Today proved just that, in the morning we walked four and a half hours with the temperature reaching 34 degrees by the time we finished. It was hard going and I went through my three litres of water which meant I must have sweated at least that.
We took a break at a beautiful spring but the scene was marred with the skull of a white rhino. It and another had been killed in August by poachers and their horn hacked off with a panga (you could see the cuts in the bone). These had been the last two rhino in the concession.
Our walk was dominated by buffalo, we tracked a small herd for about three hours with no luck so we reverted to our planned route. Returning to the vehicle we bumped a loan buffalo bull which was wallowing in a small pan (pond). Both the buffalo and us were spooked, he exploded out of the water and crashed through the bushes in the opposite direction. Unsighted at this point our lead and back up opened their bolt as they thought it was coming at us. They reacted incredibly quickly to the initial surprise and also when they realised it was no threat. Their whole thought process was seconds, if that.
This was our first encounter and we have to log it as part our training. As well as an exam, practical assessments, accumulating hours spent walking in the bush we have to have a certain number of encounters with potentially dangerous animals to qualify as a Back Up trails guide. Ideally not all our encounters will be like this, our intention is to view the animal without it ever knowing we were there. Our second encounter came ten minutes later when a herd of buffalo were moving ahead of us. We chose not to follow them as we didn’t want to spook them further.

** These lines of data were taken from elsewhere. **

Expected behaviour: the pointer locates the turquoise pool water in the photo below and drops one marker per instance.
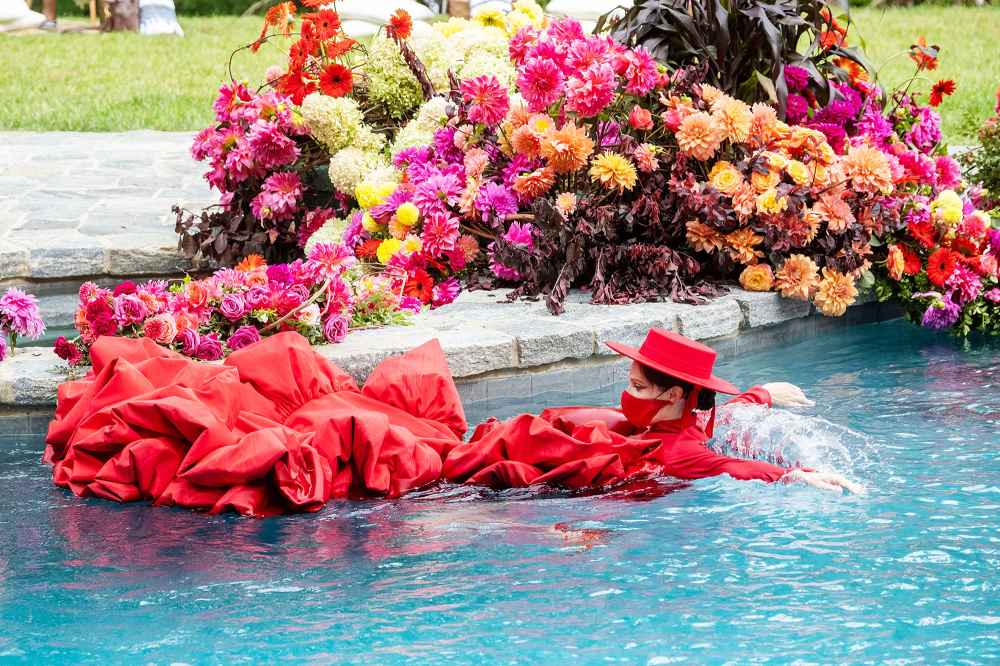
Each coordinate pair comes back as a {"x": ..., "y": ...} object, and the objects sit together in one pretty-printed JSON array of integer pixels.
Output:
[{"x": 715, "y": 571}]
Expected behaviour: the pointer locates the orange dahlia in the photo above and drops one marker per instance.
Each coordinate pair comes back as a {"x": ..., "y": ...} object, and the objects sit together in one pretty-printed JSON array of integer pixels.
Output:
[
  {"x": 868, "y": 170},
  {"x": 742, "y": 245},
  {"x": 699, "y": 136},
  {"x": 797, "y": 278},
  {"x": 536, "y": 183},
  {"x": 567, "y": 149},
  {"x": 704, "y": 238},
  {"x": 835, "y": 292}
]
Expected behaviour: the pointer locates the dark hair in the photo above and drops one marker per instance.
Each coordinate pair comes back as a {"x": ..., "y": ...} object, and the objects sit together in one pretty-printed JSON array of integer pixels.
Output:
[{"x": 706, "y": 397}]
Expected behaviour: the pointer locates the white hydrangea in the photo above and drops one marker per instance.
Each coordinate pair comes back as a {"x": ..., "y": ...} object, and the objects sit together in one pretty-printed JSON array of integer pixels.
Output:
[
  {"x": 334, "y": 121},
  {"x": 350, "y": 166},
  {"x": 331, "y": 232}
]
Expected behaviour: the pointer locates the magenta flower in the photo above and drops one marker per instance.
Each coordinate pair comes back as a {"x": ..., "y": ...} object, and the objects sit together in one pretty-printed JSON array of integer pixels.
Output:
[
  {"x": 272, "y": 147},
  {"x": 638, "y": 69},
  {"x": 19, "y": 312},
  {"x": 540, "y": 82},
  {"x": 488, "y": 98},
  {"x": 439, "y": 233},
  {"x": 335, "y": 328},
  {"x": 592, "y": 92},
  {"x": 242, "y": 337},
  {"x": 445, "y": 292},
  {"x": 279, "y": 197},
  {"x": 328, "y": 261}
]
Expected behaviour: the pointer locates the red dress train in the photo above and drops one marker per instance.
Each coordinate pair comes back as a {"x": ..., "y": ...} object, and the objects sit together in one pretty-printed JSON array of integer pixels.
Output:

After our lecture Cliff and I did Bruce’s workout of the day. I thought it couldn’t get any worse than yesterday, I was wrong. Bruce gave us a 120kg log to tip end from end around the 400m fire break. Whilst one of us tipped it, the other ran a lap and then we swapped. It was hell but we finished it in about 35 mins. Then the biggest challenge, to try and stop sweating before lunch.
In the afternoon we walked to a huge baobab tree where Dee picked us up in the Land Cruiser so we could have a sundowner. The landscape here was stunning, the baobab was simply huge and the lala palms and fever tree forest completed to exotic setting.